Havel told SATA: "I began writing around 1985, when I was teaching in Walpole. At the time, I couldn't find any suitable reading materials for the reluctant readers in my class so I wrote some stories of my own. The children liked the stories so I wrote more. Positive feedback from children has kept me writing ever since.
"I have a different purpose every time I write a story. I write about whatever captures my attention at the time. When I wrote Ca-a-r Ca-a-a-a-r, I was playing with words. I liked the idea that animals might want to speak English but only be able to pronounce one or two words so they would have to wait for the perfect moment to join in a conversation. Punzie, ICQ! was the outcome of watching a group of children poring over a puzzle book. I thought I could use the puzzle idea and add several layers of meaning. I suppose I also felt that European culture was being devalued at the time and the book would stimulate children to read fairytales. In The Real Facts of Life, I wanted the main character to be someone the reader would identify with strongly. I wanted to say, 'This is what it's like to be ordinary. Here is what we all have in common. Isn't it funny?' My next book, Grave of the Roti Men, is based on the
plight of the illegal fishermen off the north coast of Australia. Good men on both sides are caught up in a bad situation—the result of a deal between governments in which the needs of the individuals affected are not properly considered.
"I believe it is the duty of a children's writer to provide children with the vicarious experience they need to deal with life in modern society. To avoid unpleasant or dangerous issues because of correctness or to censor writing which others may see as not suitable is to fail the children who read our stories. Better they deal with these issues vicariously than walk blindly into the pitfalls they will surely face later.
"That said, an author should always present issues clearly, showing the dangers and consequences of each course of action and never glorifying destructive behaviour.

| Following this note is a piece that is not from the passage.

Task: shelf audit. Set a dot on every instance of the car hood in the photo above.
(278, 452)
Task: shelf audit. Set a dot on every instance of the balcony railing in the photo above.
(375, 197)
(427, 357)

"I have always loved the songs of Bob Dylan and the writing of Margaret Mahy. Both have a way of finding the perfect word, of expressing an idea that captures the imagination. I believe picture books suit the increasingly visual nature of society, and I admire the way Gary Crew has taken them into new areas. And also I respect the work of many Australian writers and value the supportive community of writers here in Western Australia.
"I think aspiring writers should keep in mind that the difference between success and failure is having a go. It is very true that if a publisher rejects a book, it doesn't necessarily mean the book is no good. Try elsewhere, try again, but don't give up. When you finally have a book accepted for publication, take advice from those you respect."
Biographical and Critical Sources
School Library Journal, October, 2002, Amy LilienHarper, review of The Real Facts of Life, p. 112.